Gündem geçim dersine kayınca neler gözden kaçıyor?
Bir yandan emekli mitingleri düzenleniyor, diğer yandan enflasyonun nasıl düşürüleceği tartışılıyor.
Bir yandan ekonomik büyüme modelleri masaya yatırılıyor, diğer yandan hukuku öncelleyen her öneri duymamazlığa geliniyor.
Bir yandan AK Parti’de kimler görevden alınacak, yerlerine kimler gelecek diye adeta toto oynanıyor, diğer yandan iktidar cephesiyle muhalefet cephesi nasıl uyum içinde çalışırız diye kafa patlatıyor.
Bütün bu hengamenin ortasında ise hem bizi hem dünyayı yakından ilgilendiren gelişmeler yaşanıyor.
Türkiye’deki “çevre meselelerinden” başlayalım:
Anayasa Mahkemesi (AYM), ülkenin en büyük çevre direnişlerinden birine sahne olan Artvin Cerattepe’de madenciliğin önünü açan çevresel etki değerlendirme (ÇED) olumlu kararını iptal etti.
Manisa Gördes’e bağlı Kalemoğlu köylülerinin köye bitişik ormanda nikel madeni şirketinin sondaj çalışmalarına karşı direnişi büyüyor.
Aydın İdare Mahkemesi, Latmos Dağı bölgesinde faaliyet gösteren Kale Maden’in kapasite artışına yönelik izni iptal etti. İptal kararının ana gerekçesi maden ocağının zeytinliklere, tarım arazilerini ve su rejimine olumsuz etkileri olarak belirtildi.
Bütün bu gelişmelerin sizce yeniden şekil verilmeye çalışılan hayvan hakları yasası kadar değeri yok mu?
Yahut dönelim dışarıya.
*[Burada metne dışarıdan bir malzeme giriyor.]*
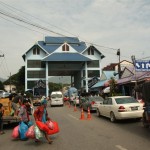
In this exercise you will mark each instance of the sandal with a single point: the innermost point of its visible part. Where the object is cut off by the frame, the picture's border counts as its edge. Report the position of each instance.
(50, 142)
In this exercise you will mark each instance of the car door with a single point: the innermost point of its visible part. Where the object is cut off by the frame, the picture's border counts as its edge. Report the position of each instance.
(103, 107)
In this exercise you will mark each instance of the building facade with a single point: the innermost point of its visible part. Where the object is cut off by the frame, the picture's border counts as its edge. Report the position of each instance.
(61, 56)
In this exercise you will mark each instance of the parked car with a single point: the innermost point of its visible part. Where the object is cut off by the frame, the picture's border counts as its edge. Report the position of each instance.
(75, 100)
(120, 107)
(36, 101)
(56, 98)
(92, 102)
(66, 98)
(4, 94)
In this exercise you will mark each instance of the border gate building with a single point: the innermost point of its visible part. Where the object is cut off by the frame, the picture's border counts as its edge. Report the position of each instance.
(62, 56)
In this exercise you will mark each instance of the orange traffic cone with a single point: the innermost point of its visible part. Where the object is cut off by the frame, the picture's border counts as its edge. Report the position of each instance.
(75, 108)
(89, 114)
(82, 115)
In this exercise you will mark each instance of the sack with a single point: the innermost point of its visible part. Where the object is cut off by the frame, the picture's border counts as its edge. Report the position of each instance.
(30, 123)
(38, 133)
(30, 132)
(22, 130)
(15, 132)
(50, 124)
(12, 112)
(55, 129)
(42, 126)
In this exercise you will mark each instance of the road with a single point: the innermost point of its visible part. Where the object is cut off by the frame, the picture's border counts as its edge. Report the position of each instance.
(76, 134)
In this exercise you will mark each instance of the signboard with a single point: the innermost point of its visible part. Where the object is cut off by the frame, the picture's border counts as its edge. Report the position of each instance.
(142, 65)
(92, 81)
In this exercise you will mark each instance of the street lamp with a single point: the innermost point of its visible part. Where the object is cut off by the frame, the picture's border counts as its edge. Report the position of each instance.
(119, 67)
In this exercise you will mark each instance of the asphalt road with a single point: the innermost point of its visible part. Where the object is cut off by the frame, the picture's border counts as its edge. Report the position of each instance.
(76, 134)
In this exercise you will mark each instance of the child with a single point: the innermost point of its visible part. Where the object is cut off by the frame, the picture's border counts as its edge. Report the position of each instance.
(1, 118)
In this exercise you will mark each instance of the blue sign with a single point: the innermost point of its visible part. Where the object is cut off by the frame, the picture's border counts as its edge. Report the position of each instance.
(142, 65)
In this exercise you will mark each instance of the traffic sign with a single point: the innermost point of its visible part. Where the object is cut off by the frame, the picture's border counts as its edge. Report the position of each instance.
(143, 65)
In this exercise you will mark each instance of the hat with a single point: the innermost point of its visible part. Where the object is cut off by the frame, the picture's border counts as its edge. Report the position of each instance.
(44, 101)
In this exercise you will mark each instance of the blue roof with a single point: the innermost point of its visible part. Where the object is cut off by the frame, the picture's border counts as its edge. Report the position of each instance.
(52, 47)
(109, 74)
(66, 57)
(61, 40)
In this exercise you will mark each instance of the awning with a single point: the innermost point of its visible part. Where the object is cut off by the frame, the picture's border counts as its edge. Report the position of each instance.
(106, 90)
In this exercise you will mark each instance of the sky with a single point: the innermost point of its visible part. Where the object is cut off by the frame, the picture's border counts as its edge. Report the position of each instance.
(107, 24)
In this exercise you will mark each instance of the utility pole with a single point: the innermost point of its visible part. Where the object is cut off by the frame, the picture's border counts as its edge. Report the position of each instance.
(119, 67)
(10, 82)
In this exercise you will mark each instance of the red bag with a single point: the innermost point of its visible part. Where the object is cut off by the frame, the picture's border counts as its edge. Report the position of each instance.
(42, 126)
(15, 133)
(50, 124)
(55, 129)
(30, 132)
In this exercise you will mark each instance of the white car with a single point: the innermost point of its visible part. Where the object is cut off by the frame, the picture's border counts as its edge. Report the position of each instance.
(56, 98)
(120, 107)
(75, 100)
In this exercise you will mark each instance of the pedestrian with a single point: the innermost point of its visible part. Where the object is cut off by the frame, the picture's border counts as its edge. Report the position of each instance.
(23, 113)
(16, 103)
(1, 118)
(40, 114)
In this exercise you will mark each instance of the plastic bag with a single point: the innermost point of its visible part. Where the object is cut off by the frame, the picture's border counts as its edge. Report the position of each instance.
(42, 126)
(50, 124)
(22, 130)
(30, 132)
(55, 129)
(38, 133)
(30, 123)
(15, 132)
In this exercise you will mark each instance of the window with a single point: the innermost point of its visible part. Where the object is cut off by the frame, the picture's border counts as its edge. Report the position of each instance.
(36, 51)
(65, 47)
(36, 74)
(93, 73)
(35, 64)
(94, 63)
(90, 51)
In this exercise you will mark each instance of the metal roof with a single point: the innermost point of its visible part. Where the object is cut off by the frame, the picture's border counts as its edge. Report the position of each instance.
(52, 47)
(61, 40)
(66, 57)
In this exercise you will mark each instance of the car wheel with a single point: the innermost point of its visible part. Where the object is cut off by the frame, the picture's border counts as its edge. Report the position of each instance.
(145, 122)
(112, 117)
(98, 113)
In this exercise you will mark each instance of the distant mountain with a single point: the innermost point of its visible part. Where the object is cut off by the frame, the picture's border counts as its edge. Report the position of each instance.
(60, 79)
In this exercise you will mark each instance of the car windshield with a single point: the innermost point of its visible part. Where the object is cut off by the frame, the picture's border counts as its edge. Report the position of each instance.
(96, 98)
(126, 100)
(56, 96)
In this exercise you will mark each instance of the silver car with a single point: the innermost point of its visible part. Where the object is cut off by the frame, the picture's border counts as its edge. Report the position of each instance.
(92, 102)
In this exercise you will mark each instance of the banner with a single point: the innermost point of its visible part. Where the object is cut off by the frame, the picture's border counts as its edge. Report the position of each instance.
(142, 65)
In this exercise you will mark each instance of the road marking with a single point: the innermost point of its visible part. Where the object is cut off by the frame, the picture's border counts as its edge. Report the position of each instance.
(73, 117)
(120, 147)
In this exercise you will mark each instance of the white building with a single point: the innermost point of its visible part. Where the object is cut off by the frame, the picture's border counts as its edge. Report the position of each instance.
(61, 56)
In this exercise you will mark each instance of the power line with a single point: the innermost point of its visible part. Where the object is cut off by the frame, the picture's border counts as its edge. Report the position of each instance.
(53, 26)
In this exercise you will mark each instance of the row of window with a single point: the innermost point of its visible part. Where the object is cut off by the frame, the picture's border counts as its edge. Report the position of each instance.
(65, 47)
(42, 74)
(40, 64)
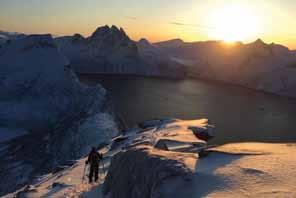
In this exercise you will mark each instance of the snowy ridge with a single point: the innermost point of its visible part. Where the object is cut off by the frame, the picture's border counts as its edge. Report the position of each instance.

Öyle çok uzaklara değil hem de misal Suriye sınırına.
Dr. Naim Babüroğlu şöyle bir paylaşım yaptı:
“Türkiye, hiç bir sorunu çözmeyecek gündemlerle (yeni anayasa gibi) enerjisini tüketirken;
-PKK/PYD terör örgütünün, Suriye'de 11 Haziran 2024'te sözde yerel seçim yapma planı var. Seçimin Cezire, Deyrizor, Rakka, Tabka, Fırat, Menbiç ve Afrin'in Şehba bölgelerinde yapılması planlanıyor.
- Böylece PKK, ABD'nin projesi gereği Suriye'de öncelikle özerk bir statü oluşturacak, ardından bağımsız devlet kurma planını yürürlüğe koyacak.
- Türkiye-Suriye-Irak sınırı boyunca PKK/PYD demografik yapıyı değiştirdi. Arap nüfus Türkiye'ye geldi. Türkiye, Suriyeli sığınmacıları gönderseydi, PKK bu bölgede seçim de yapamaz, işgali de kolaylıkla sürdüremezdi.”
Sahi geçen seneki cumhurbaşkanlığı seçimlerinde de bu seneki yerel seçimlerde de en önemli gündem maddesi olan “göçmen” sorunu tamamen gündemimizsen çıktı mı?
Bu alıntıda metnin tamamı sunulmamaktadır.